Literature DB >> 1722316

In vitro selection of lymphocytic choriomeningitis virus escape mutants by cytotoxic T lymphocytes.

T Aebischer1, D Moskophidis, U H Rohrer, R M Zinkernagel, H Hengartner.   

Abstract

Cytotoxic T lymphocyte (CTL)-mediated cytolysis is induced via the interaction of the specific T-cell antigen receptor and the peptidic viral antigen associated with the major histocompatibility complex class I antigen. Here we demonstrate in vitro that lymphocytic choriomeningitis virus (LCMV) can escape the cytotoxic activity of LCMV-specific cloned CTLs by single amino acid changes within the recognized T-cell epitope defined by residues 275-289 of the LCMV glycoprotein [LCMV-GP-(275-289)]. LCMV-infected fibroblasts at a multiplicity of infection of 10(-3) exposed to virus-specific CTL at an effector-to-target cell ratio of 4:1 4 hr after infection was optimal for virus mutant selection.
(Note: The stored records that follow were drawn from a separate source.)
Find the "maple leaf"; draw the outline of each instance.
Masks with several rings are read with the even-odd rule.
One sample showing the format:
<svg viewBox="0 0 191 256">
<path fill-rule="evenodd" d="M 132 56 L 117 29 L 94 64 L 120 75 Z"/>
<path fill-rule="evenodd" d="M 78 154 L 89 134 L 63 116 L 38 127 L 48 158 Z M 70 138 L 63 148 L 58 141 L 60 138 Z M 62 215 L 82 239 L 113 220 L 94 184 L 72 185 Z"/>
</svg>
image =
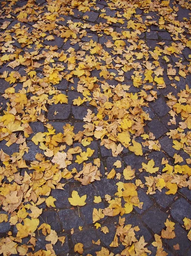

The selections were carried out with three LCMV-GP-(275-289)-specific CTL clones expressing T-cell antigen receptors containing the identical variable gene segments V alpha 4 and V beta 10 but different junctional regions; selection was also possible with LCMV-GP-(275-289)-specific cytotoxic polyclonal T cells. The most common escape mutation was an amino acid change of asparagine (AAT) to aspartic acid (GAT) at position 280; an additional mutation was glycine (GGT) to aspartic acid (GAT) at position 282. The results presented show that relevant point mutations within the T-cell epitope of LCMV-GP-(275-289) occur frequently and that they are selectable in vitro by CTLs.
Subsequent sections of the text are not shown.